理化学研究所 生命機能科学研究センター 先端バイオイメージング研究チーム チームリーダー
細胞に光を当てると、光は細胞の内部で屈折や反射を繰り返しながら出てきます。そのため、細胞を通った光には、細胞内の情報が含まれています。
散乱光にはいくつもの種類がありますが、ラマン散乱は、分子構成がもつ固有のエネルギー(分子振動)によって色が変わります。たとえばC=CとR−OHはそれぞれ異なるエネルギーを持っているため、C=Cに応じた色、R−OHに応じた色が生じるのです。細胞の分子構成が変化すれば、ラマン散乱の色も変化します。
このようにラマン散乱スペクトルは、細胞を構成するすべての分子の情報を網羅しています。ある特定の分子は、特定のラマンスペクトルを示すので、スペクトルのピークを解析することで、細胞の分子構成を解析できるのです。しかし実際は、これらの情報が非常に複雑であるため、すべてを解析することは困難です。
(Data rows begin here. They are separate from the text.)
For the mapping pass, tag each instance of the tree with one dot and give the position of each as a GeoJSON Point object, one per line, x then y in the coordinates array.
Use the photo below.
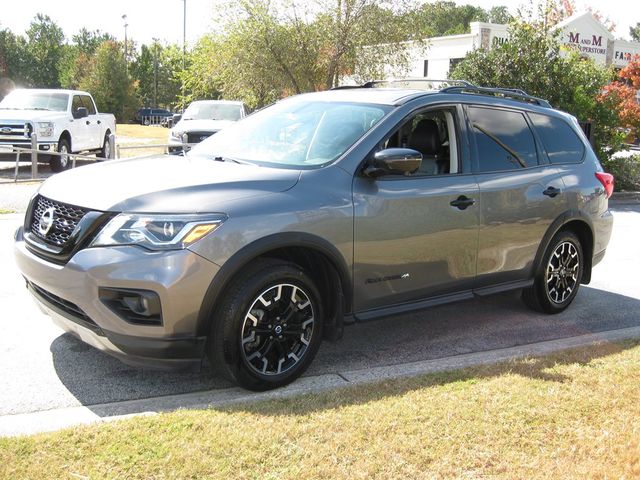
{"type": "Point", "coordinates": [533, 61]}
{"type": "Point", "coordinates": [13, 52]}
{"type": "Point", "coordinates": [623, 93]}
{"type": "Point", "coordinates": [634, 32]}
{"type": "Point", "coordinates": [45, 44]}
{"type": "Point", "coordinates": [108, 82]}
{"type": "Point", "coordinates": [77, 57]}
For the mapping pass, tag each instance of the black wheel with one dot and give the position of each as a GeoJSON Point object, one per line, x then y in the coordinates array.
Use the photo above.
{"type": "Point", "coordinates": [105, 152]}
{"type": "Point", "coordinates": [559, 275]}
{"type": "Point", "coordinates": [268, 328]}
{"type": "Point", "coordinates": [60, 163]}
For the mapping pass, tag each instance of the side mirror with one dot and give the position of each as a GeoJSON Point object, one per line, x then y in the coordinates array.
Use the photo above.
{"type": "Point", "coordinates": [394, 161]}
{"type": "Point", "coordinates": [81, 112]}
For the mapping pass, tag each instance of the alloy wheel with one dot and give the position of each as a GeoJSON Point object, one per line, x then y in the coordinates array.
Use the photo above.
{"type": "Point", "coordinates": [562, 272]}
{"type": "Point", "coordinates": [277, 329]}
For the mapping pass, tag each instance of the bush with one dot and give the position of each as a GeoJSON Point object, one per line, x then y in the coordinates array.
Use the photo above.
{"type": "Point", "coordinates": [626, 170]}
私はこの複雑なラマン散乱スペクトルから、細胞の分子構成ではなく、遺伝子発現を予測できるのではないか、と考えました。
細胞のラマン散乱スペクトルデータとRNAシーケンスデータを収集し、対データの相関関係を明らかにすることで、ラマン散乱スペクトルデータからRNAシーケンスを推定する機械学習/深層学習モデルを構築します。
そのために、まず100種類のiPS細胞を用意し、明視野画像とラマン散乱スペクトルデータを収集します。1種類のiPS細胞に対して数千個の細胞を計測するため、顕微鏡の自動制御システムを開発してデータ収集にあたります。
次に、ラマン散乱スペクトルデータを取った直後のiPS細胞を溶解させ、RNAシーケンス解析を行ってデータを取得。部分最小二乗法(PLS)を基本とした機械学習モデルでRNA発現パターンを予測し、直接的に寄与するラマン散乱スペクトルピークを明らかにして「ラマン散乱スペクトルから遺伝子発現を予測する機械学習モデルの開発」に繋げます。
まずは実験系を確立し、3カ月かけてフィージビリティスタディ(実現可能性の検証)を行いました。
ラマン散乱スペクトルが表す分子振動の比率は、細胞の分子種の比率によって決まります。分子種の比率を決めるのは、細胞の種類や機能です。
細胞の種類や機能を決定するのは、遺伝子発現パターンです。このパターンが変化すれば、細胞の分子種の比率が変化し、ラマン散乱スペクトルも変化します。
このように、遺伝子発現とラマン散乱スペクトルは、超複雑系である細胞の表現系を介して、間接的に相関関係があると言えます。
遺伝子の種類と細胞の分子種には大きな差があり、数学的には相関を表すことは不可能ですが、先ほど述べたように細胞の遺伝子発現パターンは270種類まで減少するため、相関を見いだすことは十分可能です。
実際、1年目の研究では11種類の薬剤耐性大腸菌株を対象として、それぞれのラマン散乱スペクトルとRNAシーケンスの対データを収集し、相関をクラスタライズすることによって、ラマン散乱スペクトルと遺伝子発現に相関があることを実証しました。それ以前の研究でも、ラマン散乱光による「細胞の種類を区別する」「細胞の成熟度を評価する」計測技術を開発しており、コンセプトは証明できたと考えています。